De fato, agora gozando de uma boa saúde, mesmo depois de ter gastado todas as suas energias – e suas pernas – para que pudesse minimizar o estrago causado pelo intruso, Cateline Diot Slava vagueava pelos corredores mais altos, provavelmente sem nada para fazer. Ela havia decidido deixar Max em paz por um curto período de tempo, considerando que seus nervos ainda estavam a flor da pele desde o incidente com a manticora. A parte ruim dessa escolha era que não tinha mais ninguém tão covarde pra ela aporrinhar, o que acabava deixando-a com tédio.

Andrômeda patrulhava os corredores, afinal era seu trabalho, e Katherine deveria estar tentando seduzir algum desavisado, novamente. Quanto aos seus autointitulados rivais da Grifinória, Ian e Charllotie, não conseguira encontrar em lugar nenhum, e estava com indisposição para procurar qualquer um dos outros nomes que vinham em sua mente. Não seria uma surpresa encontrar Alana, todavia, afinal aquela jovem sempre surgia sabe-se lá de onde para fazer-lhe companhia, ainda que Cateline alega-se categoricamente que não precisava dela.
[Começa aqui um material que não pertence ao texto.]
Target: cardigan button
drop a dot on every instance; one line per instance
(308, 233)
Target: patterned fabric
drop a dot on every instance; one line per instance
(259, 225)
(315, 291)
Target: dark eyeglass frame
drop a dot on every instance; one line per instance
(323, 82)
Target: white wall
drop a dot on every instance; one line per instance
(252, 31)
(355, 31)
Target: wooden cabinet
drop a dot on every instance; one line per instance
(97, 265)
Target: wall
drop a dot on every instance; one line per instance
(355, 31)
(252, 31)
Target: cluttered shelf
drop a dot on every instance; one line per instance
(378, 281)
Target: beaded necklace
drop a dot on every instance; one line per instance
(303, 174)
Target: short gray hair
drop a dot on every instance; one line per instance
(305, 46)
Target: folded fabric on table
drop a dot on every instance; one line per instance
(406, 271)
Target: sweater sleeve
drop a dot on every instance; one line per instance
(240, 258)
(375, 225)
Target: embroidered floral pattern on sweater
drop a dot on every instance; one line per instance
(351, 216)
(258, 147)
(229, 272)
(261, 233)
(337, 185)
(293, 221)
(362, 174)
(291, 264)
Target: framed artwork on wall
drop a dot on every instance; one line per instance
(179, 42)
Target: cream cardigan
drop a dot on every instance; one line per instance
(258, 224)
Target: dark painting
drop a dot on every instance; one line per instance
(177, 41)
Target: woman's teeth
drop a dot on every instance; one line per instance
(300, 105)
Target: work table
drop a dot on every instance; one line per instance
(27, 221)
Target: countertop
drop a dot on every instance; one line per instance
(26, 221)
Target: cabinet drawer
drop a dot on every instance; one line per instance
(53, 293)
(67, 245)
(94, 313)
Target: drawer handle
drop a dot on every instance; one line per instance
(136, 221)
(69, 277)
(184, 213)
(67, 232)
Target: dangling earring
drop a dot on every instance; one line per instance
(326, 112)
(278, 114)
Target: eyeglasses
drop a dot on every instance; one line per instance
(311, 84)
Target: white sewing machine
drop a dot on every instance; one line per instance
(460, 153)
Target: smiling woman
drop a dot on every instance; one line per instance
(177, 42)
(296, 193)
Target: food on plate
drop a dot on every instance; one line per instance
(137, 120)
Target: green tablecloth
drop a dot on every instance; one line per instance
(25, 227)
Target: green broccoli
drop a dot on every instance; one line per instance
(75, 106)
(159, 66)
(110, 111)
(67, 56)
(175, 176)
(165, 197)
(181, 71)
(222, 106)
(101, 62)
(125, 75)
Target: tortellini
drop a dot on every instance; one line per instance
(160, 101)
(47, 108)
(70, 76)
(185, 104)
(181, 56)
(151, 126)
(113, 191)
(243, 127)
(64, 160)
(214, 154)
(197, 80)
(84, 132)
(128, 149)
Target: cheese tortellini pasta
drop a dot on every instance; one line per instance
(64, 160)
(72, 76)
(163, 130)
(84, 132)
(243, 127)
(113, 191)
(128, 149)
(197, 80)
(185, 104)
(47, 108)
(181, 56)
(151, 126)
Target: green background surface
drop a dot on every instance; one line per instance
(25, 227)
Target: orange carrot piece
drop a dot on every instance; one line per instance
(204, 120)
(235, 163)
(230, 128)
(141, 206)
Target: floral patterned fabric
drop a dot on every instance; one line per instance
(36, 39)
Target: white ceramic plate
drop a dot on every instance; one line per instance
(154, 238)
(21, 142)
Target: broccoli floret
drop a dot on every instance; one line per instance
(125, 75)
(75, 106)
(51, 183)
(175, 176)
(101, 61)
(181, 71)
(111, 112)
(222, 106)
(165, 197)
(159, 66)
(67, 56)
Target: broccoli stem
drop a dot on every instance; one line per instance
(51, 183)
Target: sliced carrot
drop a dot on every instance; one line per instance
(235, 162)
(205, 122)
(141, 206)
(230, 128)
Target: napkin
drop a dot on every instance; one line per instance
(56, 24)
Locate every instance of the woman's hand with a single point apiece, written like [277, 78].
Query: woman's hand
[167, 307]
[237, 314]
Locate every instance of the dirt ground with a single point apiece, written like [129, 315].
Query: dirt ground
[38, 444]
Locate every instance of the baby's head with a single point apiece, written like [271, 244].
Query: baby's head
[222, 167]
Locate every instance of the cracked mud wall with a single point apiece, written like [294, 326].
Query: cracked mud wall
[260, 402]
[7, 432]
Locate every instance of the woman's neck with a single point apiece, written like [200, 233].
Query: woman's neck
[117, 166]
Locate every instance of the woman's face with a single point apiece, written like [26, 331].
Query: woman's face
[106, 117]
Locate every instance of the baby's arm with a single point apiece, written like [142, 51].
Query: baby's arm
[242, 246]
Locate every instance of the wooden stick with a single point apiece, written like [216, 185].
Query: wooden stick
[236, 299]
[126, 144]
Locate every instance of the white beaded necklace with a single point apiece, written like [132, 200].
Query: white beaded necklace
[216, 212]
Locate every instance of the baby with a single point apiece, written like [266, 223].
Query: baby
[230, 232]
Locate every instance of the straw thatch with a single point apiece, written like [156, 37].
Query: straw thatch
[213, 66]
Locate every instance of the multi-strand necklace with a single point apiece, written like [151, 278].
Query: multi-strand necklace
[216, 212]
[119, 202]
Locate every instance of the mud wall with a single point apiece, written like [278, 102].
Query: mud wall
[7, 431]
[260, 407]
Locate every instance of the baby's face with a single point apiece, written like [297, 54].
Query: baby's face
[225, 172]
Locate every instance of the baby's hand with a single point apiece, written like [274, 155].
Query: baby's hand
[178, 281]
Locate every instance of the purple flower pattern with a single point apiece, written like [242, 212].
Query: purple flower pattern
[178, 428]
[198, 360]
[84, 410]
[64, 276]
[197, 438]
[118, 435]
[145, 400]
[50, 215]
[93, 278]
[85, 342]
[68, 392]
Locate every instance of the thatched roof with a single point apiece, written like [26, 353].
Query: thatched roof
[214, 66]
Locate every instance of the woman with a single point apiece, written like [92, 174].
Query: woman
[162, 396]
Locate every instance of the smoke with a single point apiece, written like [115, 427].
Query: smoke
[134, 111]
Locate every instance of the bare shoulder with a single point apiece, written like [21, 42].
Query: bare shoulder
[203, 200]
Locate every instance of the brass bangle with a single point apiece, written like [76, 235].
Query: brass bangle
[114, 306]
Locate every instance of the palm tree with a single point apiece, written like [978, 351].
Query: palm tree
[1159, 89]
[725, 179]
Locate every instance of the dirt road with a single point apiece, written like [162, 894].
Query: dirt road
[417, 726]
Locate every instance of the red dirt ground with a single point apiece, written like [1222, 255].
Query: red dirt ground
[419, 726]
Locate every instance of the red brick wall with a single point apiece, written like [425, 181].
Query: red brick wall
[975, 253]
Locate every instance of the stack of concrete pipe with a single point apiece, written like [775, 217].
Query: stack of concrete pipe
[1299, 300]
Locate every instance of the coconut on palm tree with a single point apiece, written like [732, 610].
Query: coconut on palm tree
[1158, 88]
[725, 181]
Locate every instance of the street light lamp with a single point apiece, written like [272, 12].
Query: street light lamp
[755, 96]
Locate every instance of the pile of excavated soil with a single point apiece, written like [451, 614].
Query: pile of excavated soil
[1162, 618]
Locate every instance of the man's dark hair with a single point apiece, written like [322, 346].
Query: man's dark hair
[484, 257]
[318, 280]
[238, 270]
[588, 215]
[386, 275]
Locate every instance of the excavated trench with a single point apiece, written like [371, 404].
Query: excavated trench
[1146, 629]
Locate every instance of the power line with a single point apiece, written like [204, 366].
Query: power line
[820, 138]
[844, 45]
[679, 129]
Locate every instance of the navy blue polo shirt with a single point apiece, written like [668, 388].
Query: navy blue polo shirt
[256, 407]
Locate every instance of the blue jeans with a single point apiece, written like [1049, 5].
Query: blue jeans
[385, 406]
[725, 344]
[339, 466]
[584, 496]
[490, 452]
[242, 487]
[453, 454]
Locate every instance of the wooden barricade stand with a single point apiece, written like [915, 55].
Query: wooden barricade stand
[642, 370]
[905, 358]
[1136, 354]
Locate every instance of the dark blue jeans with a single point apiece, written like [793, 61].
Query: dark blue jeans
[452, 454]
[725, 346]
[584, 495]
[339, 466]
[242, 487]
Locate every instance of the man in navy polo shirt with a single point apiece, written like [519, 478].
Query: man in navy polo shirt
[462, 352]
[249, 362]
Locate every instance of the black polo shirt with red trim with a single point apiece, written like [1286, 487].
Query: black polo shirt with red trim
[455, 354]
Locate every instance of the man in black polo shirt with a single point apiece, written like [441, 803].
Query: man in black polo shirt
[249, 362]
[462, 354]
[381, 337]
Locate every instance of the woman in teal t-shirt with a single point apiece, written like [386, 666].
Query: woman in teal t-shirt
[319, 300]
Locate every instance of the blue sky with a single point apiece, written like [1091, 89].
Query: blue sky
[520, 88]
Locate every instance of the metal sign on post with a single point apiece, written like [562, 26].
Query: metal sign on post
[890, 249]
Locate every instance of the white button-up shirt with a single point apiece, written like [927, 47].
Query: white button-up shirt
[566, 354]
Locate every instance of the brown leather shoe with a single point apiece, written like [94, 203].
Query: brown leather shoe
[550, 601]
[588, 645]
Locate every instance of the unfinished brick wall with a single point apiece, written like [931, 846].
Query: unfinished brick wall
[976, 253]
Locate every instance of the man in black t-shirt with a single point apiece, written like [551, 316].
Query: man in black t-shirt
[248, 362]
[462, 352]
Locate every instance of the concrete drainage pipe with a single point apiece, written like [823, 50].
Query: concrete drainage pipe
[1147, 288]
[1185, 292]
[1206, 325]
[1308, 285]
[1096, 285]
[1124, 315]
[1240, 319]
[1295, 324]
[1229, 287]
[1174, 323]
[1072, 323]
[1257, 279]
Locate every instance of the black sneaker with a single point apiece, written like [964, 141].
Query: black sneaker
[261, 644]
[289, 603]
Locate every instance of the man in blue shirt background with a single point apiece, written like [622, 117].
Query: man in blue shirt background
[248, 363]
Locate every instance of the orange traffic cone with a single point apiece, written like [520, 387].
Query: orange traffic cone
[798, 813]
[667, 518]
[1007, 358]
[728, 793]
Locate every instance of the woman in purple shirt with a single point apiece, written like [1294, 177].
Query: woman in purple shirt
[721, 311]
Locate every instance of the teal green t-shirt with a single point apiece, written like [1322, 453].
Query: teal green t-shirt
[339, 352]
Enquanto mastigava uma mecha de seu cabelo ruivo, um movimento percebido pelo canto do olho chamou sua atenção, e ela girou a cabeça para observar sua causa: um rapaz de sua idade, com cabelos castanhos e olhos da mesma cor, tentando equilibrar alguns cavaletes e telas de pintura sobre os braços.

Houve um instante de reconhecimento, enquanto a jovem abria a boca para falar-lhe, com seu habitual tom zombeteiro: — Ora, ora… se não é o Aborto Tresloucado

Apesar de parecer uma ofensa, Cateline de fato não tinha preconceito para com ele. Na verdade, tinha até uma certa curiosidade, e muita frustração. Afinal, quem dera a aparência que Glen tinha ao chocar-se com Alana, não era ninguém menos que ela mesma. E a brincadeirinha saiu pela culatra quando o rapaz pareceu ficar extremamente conformado com os cabelos e olhos arroxeados.

— Eh? — Glen ergueu a cabeça, desequilibrando com o susto que levou ao vê-la, mas de alguma forma conseguindo manter-se em pé e não deixando cair nada no chão. — Ah, é você…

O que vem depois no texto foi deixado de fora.